Data Type	Data Rate	Storage Needed (1 hour)	Recommended Storage
Log files	~1 MB/s	~3.6 GB	eMMC
720p video	~5 MB/s	~18 GB	NVMe
1080p video	~15 MB/s	~54 GB	NVMe
Point cloud data	~10 MB/s	~36 GB	NVMe
rosbag recording	~50 MB/s	~180 GB	NVMe

Memory-Mapped I/O (MMIO)

Principles

In ARM architecture, peripheral registers are mapped to the memory address space. The CPU controls hardware by reading from and writing to specific addresses:

Memory Address Space:
0x0000_0000 - 0x1FFF_FFFF : Flash (program code)
0x2000_0000 - 0x3FFF_FFFF : SRAM (data)
0x4000_0000 - 0x5FFF_FFFF : Peripheral registers (MMIO)
    0x4000_0000 : TIM2 (timer)
    0x4000_1000 : TIM3
    0x4000_4400 : USART2
    0x4001_0000 : GPIOA
    ...
0xE000_0000 - 0xFFFF_FFFF : System peripherals (NVIC, SysTick)

Accessing Hardware in Linux

// Accessing physical addresses via mmap in Linux
#include <sys/mman.h>
#include <fcntl.h>

int fd = open("/dev/mem", O_RDWR | O_SYNC);
volatile uint32_t* gpio = (uint32_t*)mmap(
    NULL, 4096, PROT_READ | PROT_WRITE, MAP_SHARED,
    fd, GPIO_BASE_ADDR
);

// Set GPIO output
gpio[GPIO_SET_OFFSET/4] = (1 << pin);

Security Considerations

Directly accessing /dev/mem requires root privileges and poses security risks. In production systems, hardware should be accessed through device drivers or the sysfs interface.

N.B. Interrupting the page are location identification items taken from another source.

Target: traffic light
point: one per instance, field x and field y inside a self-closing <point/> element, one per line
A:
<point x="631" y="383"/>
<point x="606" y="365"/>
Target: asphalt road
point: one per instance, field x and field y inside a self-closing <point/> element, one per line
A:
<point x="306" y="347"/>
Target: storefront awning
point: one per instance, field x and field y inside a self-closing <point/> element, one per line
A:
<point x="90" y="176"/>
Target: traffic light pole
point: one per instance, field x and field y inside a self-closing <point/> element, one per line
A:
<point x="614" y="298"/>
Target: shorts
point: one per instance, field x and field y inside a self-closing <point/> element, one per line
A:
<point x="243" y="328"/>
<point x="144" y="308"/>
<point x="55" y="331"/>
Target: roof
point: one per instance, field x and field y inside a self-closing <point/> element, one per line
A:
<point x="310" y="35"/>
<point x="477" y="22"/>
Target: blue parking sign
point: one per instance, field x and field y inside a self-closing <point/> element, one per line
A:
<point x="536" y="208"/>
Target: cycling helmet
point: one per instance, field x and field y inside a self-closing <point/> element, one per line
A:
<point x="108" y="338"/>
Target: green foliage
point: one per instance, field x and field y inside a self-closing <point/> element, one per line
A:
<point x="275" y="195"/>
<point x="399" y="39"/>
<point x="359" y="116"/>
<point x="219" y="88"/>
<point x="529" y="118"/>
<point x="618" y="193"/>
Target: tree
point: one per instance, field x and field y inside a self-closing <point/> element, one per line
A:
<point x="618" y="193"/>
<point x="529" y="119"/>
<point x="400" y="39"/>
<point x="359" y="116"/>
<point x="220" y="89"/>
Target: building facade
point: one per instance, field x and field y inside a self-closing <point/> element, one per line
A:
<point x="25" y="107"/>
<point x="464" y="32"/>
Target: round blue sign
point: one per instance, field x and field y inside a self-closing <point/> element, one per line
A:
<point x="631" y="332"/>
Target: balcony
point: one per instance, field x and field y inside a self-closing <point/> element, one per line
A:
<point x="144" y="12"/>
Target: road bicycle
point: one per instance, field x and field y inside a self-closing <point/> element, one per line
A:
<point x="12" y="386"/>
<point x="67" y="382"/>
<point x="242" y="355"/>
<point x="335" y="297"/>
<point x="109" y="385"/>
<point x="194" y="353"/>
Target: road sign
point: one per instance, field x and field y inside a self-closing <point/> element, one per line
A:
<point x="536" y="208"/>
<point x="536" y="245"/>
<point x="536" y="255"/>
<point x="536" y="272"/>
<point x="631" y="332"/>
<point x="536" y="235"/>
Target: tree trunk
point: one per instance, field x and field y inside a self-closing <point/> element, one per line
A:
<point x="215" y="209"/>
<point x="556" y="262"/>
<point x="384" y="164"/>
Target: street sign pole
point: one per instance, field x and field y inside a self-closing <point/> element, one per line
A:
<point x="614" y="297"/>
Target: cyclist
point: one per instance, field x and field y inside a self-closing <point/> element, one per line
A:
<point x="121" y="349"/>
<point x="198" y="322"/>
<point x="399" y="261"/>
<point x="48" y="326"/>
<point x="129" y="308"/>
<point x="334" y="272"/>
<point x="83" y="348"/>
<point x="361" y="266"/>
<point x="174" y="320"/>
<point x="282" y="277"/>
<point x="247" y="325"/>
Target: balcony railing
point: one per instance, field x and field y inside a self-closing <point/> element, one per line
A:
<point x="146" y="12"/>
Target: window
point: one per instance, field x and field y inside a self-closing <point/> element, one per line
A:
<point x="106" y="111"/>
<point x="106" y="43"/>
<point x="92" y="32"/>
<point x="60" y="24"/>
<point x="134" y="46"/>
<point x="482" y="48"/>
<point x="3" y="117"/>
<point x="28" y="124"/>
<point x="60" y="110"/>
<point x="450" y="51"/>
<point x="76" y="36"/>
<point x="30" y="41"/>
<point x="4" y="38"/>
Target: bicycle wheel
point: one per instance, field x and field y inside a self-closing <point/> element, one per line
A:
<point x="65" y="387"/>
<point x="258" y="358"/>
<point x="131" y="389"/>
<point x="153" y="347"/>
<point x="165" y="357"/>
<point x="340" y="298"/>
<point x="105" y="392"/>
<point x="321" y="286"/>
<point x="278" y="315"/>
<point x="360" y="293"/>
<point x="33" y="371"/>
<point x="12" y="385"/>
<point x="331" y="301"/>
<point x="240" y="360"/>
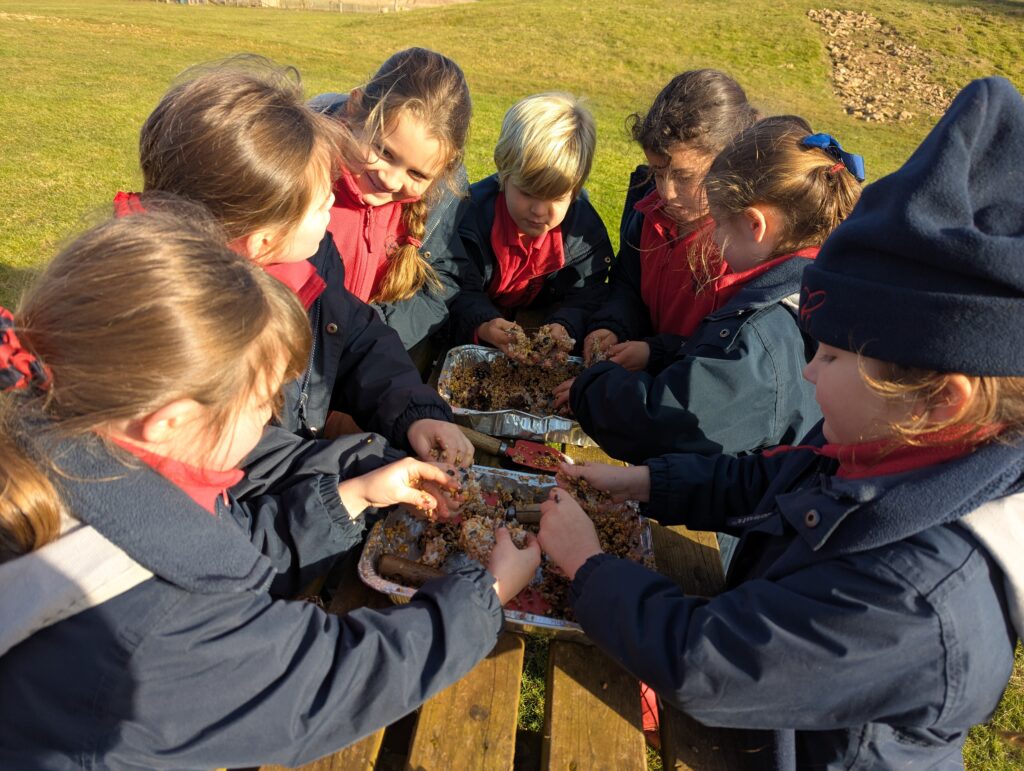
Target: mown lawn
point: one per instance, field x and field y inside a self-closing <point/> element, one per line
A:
<point x="80" y="77"/>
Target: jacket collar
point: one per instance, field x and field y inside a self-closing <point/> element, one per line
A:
<point x="845" y="516"/>
<point x="774" y="285"/>
<point x="157" y="523"/>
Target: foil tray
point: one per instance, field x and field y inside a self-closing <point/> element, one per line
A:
<point x="515" y="620"/>
<point x="511" y="424"/>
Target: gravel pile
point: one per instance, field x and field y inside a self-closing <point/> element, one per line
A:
<point x="879" y="76"/>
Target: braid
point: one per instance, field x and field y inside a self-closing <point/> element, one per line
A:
<point x="408" y="269"/>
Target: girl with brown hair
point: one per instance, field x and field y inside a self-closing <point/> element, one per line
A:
<point x="238" y="137"/>
<point x="397" y="201"/>
<point x="138" y="623"/>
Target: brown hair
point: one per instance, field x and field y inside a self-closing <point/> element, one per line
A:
<point x="433" y="88"/>
<point x="996" y="408"/>
<point x="132" y="315"/>
<point x="768" y="165"/>
<point x="238" y="136"/>
<point x="702" y="109"/>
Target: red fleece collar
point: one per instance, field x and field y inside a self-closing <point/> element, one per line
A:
<point x="301" y="277"/>
<point x="202" y="485"/>
<point x="884" y="458"/>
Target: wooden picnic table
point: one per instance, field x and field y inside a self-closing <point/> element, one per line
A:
<point x="592" y="705"/>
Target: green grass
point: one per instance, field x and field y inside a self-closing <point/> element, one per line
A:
<point x="80" y="77"/>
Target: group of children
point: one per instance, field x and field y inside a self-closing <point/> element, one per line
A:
<point x="170" y="476"/>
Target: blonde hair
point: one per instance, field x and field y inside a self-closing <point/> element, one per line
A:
<point x="134" y="314"/>
<point x="768" y="165"/>
<point x="546" y="146"/>
<point x="432" y="88"/>
<point x="996" y="408"/>
<point x="238" y="136"/>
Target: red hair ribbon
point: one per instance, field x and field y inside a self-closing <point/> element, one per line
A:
<point x="127" y="203"/>
<point x="19" y="368"/>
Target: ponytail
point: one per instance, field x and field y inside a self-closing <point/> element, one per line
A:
<point x="408" y="268"/>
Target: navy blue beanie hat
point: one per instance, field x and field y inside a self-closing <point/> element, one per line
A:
<point x="928" y="270"/>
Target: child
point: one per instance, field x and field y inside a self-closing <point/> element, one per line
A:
<point x="734" y="384"/>
<point x="239" y="138"/>
<point x="875" y="603"/>
<point x="137" y="628"/>
<point x="658" y="283"/>
<point x="397" y="202"/>
<point x="531" y="236"/>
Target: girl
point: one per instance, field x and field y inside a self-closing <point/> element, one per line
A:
<point x="658" y="284"/>
<point x="532" y="238"/>
<point x="397" y="202"/>
<point x="133" y="589"/>
<point x="734" y="385"/>
<point x="239" y="138"/>
<point x="870" y="614"/>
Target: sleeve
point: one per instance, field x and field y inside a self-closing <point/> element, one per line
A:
<point x="709" y="400"/>
<point x="239" y="680"/>
<point x="584" y="284"/>
<point x="421" y="315"/>
<point x="856" y="640"/>
<point x="625" y="312"/>
<point x="663" y="350"/>
<point x="378" y="383"/>
<point x="472" y="306"/>
<point x="289" y="504"/>
<point x="704" y="491"/>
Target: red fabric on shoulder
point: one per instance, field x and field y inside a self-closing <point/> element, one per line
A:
<point x="522" y="263"/>
<point x="301" y="277"/>
<point x="202" y="485"/>
<point x="667" y="282"/>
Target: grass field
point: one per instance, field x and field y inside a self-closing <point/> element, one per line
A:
<point x="80" y="77"/>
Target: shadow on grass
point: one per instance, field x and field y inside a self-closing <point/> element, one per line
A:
<point x="12" y="281"/>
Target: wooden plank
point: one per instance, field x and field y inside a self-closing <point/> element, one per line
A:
<point x="592" y="720"/>
<point x="691" y="559"/>
<point x="471" y="724"/>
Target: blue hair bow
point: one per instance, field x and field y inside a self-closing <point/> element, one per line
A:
<point x="827" y="142"/>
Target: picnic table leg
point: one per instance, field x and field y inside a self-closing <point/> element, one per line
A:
<point x="592" y="720"/>
<point x="471" y="724"/>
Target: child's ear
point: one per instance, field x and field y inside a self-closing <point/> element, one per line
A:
<point x="953" y="399"/>
<point x="757" y="222"/>
<point x="163" y="426"/>
<point x="254" y="246"/>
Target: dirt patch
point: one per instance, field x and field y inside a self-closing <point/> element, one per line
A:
<point x="878" y="75"/>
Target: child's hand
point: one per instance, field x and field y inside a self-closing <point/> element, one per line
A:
<point x="512" y="567"/>
<point x="597" y="341"/>
<point x="399" y="482"/>
<point x="567" y="534"/>
<point x="562" y="396"/>
<point x="622" y="482"/>
<point x="632" y="355"/>
<point x="499" y="333"/>
<point x="440" y="440"/>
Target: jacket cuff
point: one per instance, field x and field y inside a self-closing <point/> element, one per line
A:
<point x="431" y="411"/>
<point x="659" y="503"/>
<point x="584" y="573"/>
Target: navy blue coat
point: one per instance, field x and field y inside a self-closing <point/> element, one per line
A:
<point x="356" y="365"/>
<point x="200" y="667"/>
<point x="863" y="627"/>
<point x="426" y="311"/>
<point x="578" y="289"/>
<point x="625" y="311"/>
<point x="734" y="386"/>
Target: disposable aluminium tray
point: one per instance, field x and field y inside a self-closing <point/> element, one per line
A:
<point x="512" y="424"/>
<point x="379" y="544"/>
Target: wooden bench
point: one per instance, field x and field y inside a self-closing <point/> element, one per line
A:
<point x="592" y="705"/>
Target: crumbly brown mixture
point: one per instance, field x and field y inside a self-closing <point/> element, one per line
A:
<point x="503" y="384"/>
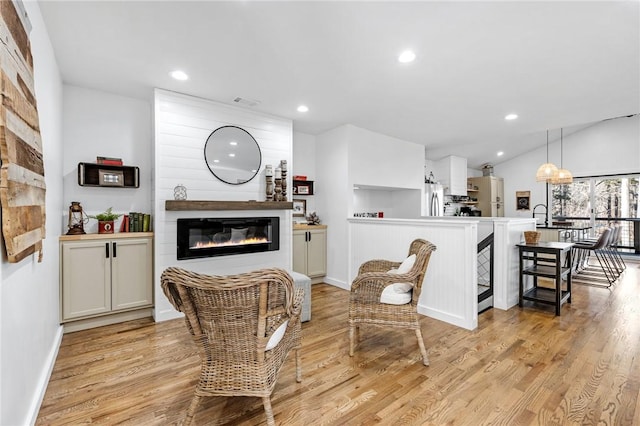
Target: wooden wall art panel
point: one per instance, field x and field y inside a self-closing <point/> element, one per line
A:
<point x="22" y="184"/>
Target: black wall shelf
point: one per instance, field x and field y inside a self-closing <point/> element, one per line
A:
<point x="106" y="175"/>
<point x="302" y="187"/>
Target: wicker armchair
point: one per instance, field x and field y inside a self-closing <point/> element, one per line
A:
<point x="373" y="277"/>
<point x="235" y="320"/>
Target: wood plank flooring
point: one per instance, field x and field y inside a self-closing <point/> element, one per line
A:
<point x="524" y="366"/>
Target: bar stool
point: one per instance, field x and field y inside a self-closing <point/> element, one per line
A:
<point x="583" y="251"/>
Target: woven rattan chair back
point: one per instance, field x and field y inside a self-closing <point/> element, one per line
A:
<point x="232" y="319"/>
<point x="373" y="277"/>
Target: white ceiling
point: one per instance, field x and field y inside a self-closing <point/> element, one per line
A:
<point x="556" y="64"/>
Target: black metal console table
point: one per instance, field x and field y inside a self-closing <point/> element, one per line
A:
<point x="547" y="267"/>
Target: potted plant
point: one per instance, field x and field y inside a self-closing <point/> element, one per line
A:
<point x="105" y="221"/>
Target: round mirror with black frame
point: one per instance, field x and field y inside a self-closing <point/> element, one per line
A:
<point x="232" y="155"/>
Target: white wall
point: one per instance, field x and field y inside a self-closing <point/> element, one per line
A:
<point x="376" y="159"/>
<point x="30" y="332"/>
<point x="182" y="126"/>
<point x="304" y="163"/>
<point x="98" y="123"/>
<point x="332" y="199"/>
<point x="348" y="156"/>
<point x="608" y="147"/>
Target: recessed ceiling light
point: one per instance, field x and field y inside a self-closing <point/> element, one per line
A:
<point x="179" y="75"/>
<point x="406" y="56"/>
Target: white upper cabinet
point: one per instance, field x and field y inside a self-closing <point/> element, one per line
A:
<point x="452" y="174"/>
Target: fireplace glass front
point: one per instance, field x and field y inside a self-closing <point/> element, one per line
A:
<point x="208" y="237"/>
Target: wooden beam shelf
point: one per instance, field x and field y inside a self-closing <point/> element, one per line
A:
<point x="184" y="205"/>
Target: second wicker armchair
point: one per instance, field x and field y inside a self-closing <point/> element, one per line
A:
<point x="244" y="326"/>
<point x="376" y="277"/>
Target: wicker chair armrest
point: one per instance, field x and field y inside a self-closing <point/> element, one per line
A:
<point x="377" y="265"/>
<point x="370" y="285"/>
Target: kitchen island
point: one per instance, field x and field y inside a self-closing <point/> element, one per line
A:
<point x="450" y="289"/>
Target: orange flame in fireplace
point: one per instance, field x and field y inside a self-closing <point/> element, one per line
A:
<point x="212" y="244"/>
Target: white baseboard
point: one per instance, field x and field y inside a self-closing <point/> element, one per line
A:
<point x="337" y="283"/>
<point x="45" y="375"/>
<point x="166" y="315"/>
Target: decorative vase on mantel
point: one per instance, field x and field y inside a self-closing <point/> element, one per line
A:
<point x="105" y="227"/>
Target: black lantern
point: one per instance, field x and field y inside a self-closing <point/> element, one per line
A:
<point x="76" y="219"/>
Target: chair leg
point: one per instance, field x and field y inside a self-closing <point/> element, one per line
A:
<point x="352" y="344"/>
<point x="192" y="410"/>
<point x="425" y="359"/>
<point x="266" y="400"/>
<point x="298" y="366"/>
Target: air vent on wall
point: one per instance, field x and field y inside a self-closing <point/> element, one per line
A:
<point x="246" y="102"/>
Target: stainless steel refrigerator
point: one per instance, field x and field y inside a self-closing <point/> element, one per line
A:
<point x="434" y="200"/>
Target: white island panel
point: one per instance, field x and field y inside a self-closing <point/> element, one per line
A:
<point x="449" y="290"/>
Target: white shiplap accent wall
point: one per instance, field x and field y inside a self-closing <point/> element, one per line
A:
<point x="182" y="125"/>
<point x="449" y="291"/>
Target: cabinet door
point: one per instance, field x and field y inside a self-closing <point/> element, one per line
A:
<point x="317" y="253"/>
<point x="497" y="190"/>
<point x="86" y="278"/>
<point x="300" y="252"/>
<point x="131" y="270"/>
<point x="458" y="175"/>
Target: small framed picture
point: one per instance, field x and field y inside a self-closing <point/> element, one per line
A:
<point x="303" y="190"/>
<point x="111" y="178"/>
<point x="299" y="208"/>
<point x="523" y="200"/>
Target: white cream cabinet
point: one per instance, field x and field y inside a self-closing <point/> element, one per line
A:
<point x="103" y="275"/>
<point x="310" y="250"/>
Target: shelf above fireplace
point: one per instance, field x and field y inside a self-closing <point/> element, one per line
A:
<point x="184" y="205"/>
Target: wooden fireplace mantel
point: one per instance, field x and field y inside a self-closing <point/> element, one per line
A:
<point x="183" y="205"/>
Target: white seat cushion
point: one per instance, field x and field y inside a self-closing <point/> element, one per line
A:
<point x="391" y="297"/>
<point x="277" y="336"/>
<point x="405" y="267"/>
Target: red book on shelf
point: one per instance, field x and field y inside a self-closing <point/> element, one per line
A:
<point x="110" y="162"/>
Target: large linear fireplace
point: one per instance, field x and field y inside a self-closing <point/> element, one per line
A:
<point x="208" y="237"/>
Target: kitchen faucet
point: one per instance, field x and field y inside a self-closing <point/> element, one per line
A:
<point x="546" y="213"/>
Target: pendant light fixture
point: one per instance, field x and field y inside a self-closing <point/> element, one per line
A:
<point x="562" y="175"/>
<point x="548" y="170"/>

Jetson Unified Memory Architecture

The Jetson platform employs a Unified Memory Architecture:

+-----------------------------+
|        LPDDR5 Memory        |
|   (Shared by CPU and GPU,   |
|       no copy needed)       |
+--------------+--------------+
|   CPU View   |   GPU View   |
| (cache       | (cache       |
|  coherent)   |  coherent)   |
+--------------+--------------+

Advantages:

Zero-Copy: CPU and GPU can directly access the same memory
Simplified programming: No explicit cudaMemcpy needed
Reduced latency: Avoids data transfer overhead

# PyTorch on Jetson: Using unified memory
import torch

# Create tensors directly on CUDA; CPU can also access them
tensor = torch.zeros(1000, 1000, device='cuda')

# Use pin_memory to accelerate host-to-device transfers
dataloader = DataLoader(dataset, pin_memory=True)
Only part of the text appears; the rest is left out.